The Fed feverishly pumps out additional money and credit to forestall a collapse. It’s an unhealthy system where only more debt can save us. Dan Denning described this perverse predicament. “The scope of the debt problem in America hasn’t been fully understood. The single distinguishing feature of the current version of American capitalism is credit creation. So much debt has been created in the last twenty years that it requires huge amounts of new credit simply to keep the system liquid. The necessity for ever-larger amounts of credit to keep the system liquid weighs on the ability of the Fed to reflate. It’s like pouring more and more water in the bathtub with a big hole in the bottom.”

It’s interesting to read what Andrew Dickinson White wrote about the great French inflation in the 18th century that destroyed the currency and economy of France, and compare his comments to the monetary expansion of today. “Whenever a great quantity of paper money is suddenly issued, we invariably see a rapid increase of trade.
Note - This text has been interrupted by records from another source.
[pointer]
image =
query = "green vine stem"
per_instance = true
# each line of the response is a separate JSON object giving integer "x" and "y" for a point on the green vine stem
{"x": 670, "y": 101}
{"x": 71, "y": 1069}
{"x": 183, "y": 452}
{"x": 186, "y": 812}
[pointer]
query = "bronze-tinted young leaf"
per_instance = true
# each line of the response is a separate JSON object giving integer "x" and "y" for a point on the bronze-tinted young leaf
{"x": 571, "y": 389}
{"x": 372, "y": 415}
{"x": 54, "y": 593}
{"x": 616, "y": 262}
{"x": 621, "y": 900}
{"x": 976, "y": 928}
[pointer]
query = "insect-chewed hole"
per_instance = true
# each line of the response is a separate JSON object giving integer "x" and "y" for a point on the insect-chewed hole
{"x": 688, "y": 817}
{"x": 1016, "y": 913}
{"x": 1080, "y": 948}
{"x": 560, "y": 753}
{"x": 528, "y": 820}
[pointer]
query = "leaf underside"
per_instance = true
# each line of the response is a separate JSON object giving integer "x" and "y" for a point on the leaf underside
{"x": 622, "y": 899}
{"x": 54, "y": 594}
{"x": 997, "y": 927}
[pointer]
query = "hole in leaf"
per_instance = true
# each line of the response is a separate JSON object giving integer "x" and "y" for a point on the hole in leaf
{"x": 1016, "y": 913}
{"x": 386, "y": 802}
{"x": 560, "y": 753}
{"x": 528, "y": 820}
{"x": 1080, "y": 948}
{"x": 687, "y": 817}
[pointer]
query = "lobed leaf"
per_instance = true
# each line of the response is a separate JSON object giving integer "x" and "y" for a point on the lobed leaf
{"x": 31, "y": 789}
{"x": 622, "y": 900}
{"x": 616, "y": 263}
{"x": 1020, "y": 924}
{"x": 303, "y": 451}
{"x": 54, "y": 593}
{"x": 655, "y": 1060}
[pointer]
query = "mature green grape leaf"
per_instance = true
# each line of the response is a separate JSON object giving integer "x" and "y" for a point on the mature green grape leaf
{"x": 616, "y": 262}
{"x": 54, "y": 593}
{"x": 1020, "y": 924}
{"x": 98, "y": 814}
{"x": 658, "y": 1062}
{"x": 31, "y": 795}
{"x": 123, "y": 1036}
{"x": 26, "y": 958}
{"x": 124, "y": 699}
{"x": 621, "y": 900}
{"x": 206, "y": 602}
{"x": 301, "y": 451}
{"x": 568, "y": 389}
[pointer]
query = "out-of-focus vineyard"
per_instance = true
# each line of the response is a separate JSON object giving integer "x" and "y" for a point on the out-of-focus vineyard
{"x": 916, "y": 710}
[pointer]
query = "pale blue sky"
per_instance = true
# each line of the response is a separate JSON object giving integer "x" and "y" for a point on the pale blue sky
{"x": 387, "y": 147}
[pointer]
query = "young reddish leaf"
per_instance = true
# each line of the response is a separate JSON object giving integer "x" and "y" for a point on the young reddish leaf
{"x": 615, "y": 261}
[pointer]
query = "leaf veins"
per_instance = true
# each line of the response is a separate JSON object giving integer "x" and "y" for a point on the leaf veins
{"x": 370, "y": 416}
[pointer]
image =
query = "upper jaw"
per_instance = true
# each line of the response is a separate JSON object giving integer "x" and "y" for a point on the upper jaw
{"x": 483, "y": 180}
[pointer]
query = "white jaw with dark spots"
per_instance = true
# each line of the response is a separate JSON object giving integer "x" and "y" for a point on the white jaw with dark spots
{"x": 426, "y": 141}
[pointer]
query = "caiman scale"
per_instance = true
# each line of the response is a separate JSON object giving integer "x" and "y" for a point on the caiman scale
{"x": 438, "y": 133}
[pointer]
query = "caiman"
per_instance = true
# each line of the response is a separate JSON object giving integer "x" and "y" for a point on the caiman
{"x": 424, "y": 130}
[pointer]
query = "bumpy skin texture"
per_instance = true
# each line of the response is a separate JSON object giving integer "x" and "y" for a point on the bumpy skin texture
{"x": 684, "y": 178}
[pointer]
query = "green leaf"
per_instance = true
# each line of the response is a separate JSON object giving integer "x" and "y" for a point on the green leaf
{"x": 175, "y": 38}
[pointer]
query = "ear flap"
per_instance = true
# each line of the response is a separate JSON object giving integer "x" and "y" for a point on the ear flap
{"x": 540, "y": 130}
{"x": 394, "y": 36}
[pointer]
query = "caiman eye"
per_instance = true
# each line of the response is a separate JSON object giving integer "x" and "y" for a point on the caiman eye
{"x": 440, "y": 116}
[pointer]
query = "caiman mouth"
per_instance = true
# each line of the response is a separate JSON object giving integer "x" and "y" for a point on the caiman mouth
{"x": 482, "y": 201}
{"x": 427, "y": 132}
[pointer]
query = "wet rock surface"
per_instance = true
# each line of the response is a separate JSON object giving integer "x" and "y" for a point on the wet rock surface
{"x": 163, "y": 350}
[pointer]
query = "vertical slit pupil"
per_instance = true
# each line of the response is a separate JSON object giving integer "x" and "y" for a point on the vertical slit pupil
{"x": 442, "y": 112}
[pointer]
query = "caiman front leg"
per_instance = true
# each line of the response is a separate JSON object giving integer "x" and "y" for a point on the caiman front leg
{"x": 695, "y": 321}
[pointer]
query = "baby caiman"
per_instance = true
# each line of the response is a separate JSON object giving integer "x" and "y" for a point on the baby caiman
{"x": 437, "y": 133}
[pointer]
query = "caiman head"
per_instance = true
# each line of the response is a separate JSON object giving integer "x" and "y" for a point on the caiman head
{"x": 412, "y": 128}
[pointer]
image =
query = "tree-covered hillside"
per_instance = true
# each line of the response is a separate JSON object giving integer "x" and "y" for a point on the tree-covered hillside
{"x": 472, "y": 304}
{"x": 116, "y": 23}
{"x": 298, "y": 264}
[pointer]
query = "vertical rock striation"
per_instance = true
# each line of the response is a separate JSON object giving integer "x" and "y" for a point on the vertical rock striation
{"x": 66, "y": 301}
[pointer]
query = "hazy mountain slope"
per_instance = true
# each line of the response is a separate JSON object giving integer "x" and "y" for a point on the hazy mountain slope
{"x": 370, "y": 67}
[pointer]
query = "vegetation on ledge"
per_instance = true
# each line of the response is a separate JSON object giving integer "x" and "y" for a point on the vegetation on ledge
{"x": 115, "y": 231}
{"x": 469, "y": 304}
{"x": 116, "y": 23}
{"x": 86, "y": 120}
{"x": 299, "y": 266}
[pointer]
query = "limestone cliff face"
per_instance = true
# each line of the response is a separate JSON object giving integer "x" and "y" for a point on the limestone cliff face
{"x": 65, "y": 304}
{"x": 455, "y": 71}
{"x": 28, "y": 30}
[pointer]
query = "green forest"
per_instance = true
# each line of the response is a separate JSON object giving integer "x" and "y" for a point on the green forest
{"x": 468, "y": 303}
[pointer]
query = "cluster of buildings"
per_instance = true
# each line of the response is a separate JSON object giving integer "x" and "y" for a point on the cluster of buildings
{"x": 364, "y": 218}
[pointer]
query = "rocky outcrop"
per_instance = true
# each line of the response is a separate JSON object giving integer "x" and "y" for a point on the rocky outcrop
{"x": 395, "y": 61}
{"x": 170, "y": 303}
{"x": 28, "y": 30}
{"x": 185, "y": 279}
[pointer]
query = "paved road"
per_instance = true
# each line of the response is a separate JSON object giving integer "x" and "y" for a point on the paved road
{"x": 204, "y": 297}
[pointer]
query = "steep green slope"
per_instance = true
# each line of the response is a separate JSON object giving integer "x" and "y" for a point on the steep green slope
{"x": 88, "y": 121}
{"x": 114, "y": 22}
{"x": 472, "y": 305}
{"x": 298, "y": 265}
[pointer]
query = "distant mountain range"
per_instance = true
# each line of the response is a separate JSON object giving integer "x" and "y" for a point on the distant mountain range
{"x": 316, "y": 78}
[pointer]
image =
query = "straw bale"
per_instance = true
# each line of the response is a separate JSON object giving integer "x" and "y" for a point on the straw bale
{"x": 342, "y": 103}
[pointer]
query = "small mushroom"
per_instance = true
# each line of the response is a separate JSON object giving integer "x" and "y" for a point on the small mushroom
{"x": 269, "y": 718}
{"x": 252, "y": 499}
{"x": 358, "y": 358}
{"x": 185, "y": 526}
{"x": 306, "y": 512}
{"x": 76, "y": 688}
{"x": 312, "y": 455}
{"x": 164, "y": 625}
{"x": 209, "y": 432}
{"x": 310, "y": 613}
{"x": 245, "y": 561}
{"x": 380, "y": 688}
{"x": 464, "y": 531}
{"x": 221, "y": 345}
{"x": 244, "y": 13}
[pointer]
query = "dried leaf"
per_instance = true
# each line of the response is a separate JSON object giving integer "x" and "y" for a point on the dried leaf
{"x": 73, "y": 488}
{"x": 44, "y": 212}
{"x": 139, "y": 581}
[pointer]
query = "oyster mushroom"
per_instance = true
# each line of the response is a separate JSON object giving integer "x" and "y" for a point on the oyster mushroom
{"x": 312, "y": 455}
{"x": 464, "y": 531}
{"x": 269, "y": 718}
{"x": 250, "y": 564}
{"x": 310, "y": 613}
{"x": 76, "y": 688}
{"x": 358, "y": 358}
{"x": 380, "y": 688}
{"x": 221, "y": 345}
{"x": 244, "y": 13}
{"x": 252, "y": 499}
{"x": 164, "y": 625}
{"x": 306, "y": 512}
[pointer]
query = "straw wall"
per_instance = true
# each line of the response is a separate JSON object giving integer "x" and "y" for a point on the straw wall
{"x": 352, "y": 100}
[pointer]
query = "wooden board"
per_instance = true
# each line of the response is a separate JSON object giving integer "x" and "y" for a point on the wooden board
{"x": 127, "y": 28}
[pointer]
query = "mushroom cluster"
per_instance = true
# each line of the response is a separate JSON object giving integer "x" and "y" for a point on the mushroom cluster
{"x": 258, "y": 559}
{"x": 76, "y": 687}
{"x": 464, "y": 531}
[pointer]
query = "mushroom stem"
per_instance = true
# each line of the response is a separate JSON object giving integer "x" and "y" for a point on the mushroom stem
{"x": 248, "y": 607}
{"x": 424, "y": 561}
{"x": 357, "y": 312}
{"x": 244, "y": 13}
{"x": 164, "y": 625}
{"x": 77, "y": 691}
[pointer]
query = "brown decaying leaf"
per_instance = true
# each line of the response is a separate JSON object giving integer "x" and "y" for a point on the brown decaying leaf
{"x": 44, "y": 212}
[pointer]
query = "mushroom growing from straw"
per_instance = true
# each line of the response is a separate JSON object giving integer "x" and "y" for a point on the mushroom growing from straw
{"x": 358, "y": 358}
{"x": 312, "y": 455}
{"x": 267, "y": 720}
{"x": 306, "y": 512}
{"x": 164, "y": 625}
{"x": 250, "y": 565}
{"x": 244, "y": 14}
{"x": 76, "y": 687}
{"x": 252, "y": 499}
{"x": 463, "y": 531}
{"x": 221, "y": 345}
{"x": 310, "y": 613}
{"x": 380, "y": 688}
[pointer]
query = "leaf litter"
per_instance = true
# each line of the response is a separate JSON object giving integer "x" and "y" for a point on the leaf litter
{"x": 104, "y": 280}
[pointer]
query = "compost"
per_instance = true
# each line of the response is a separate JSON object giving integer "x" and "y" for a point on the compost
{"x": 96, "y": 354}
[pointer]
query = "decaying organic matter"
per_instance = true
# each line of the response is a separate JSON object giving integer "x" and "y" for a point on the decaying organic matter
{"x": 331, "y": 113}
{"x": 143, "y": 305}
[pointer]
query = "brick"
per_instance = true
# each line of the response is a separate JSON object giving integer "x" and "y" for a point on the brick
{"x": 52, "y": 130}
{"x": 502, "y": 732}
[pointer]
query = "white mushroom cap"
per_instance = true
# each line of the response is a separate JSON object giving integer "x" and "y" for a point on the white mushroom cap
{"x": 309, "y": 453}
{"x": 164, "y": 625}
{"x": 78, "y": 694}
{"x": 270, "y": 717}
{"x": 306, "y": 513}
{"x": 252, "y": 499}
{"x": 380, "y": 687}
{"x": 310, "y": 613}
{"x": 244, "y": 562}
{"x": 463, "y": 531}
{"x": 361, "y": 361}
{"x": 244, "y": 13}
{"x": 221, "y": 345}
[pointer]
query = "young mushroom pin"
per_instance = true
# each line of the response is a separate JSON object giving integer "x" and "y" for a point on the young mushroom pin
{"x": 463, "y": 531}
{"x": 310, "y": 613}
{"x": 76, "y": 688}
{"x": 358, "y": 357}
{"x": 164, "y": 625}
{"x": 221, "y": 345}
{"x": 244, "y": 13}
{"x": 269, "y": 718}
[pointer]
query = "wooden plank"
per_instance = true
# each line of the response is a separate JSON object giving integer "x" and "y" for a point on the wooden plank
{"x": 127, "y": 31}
The great quantity of the circulating medium sets in motion all the energies of commerce and manufacturers; capital for investment is more easily found than usual, and trade perpetually receives fresh nutriment.”

He describes the consequences. “There arose the clamor for more paper money. At first, new issues were made with great difficulty; but, the dike once broken, the current of irredeemable currency poured through; and swollen beyond control. It was urged on by speculators for a rise in values; by demagogues who persuaded the mob that a nation, by its simple fiat, could stamp real value to any amount upon valueless objects. As a natural consequence, a great debtor class grew rapidly, and this class gave its influence to depreciate more and more the currency in which its debts were to be paid. The government now began, and continued by spasms to grind out still more paper; commerce was at first stimulated by the difference in exchange; but this cause soon ceased to operate, and commerce, having been stimulated unhealthfully, wasted away. Manufacturers at first received a great impulse; but, ere long, this overproduction and overstimulus proved as fatal to them as to commerce.

“A still worse outgrowth was the increase of speculation and gambling… For at the great metropolitan centers grew a luxurious, speculative stock-gambling body, which, like a malignant tumor, absorbed into itself the strength of the nation and sent out its cancerous fibers to the remotest hamlets. At these city centers abundant wealth seemed to be piled up. In the country at large there grew a dislike of steady labor and a contempt for moderate gains and simple living.

Mr. White continued, “… how easy it is to issue it; how difficult it is to check its overissue; how seductively it leads to the absorption of the means of the working men and men of small fortunes; how heavily it falls on all those living on fixed incomes, salaries, or wages; how securely it creates, on the ruins of the prosperity of all men of meager means, a class of debauched speculators, the most injurious class that a nation can harbor – more injurious, indeed, than professional criminals whom the law recognizes and can throttle; how it stimulates overproduction at first and leaves every industry flaccid afterward; how it breaks down thrift and develops political and social immorality.”

Are we any smarter about economics and monetary affairs today? We have highly educated men in charge, considered to be brilliant. Mr. White wrote, “The men who had charge of French finance….. were universally recognized as among the most skillful and honest financiers in Europe.”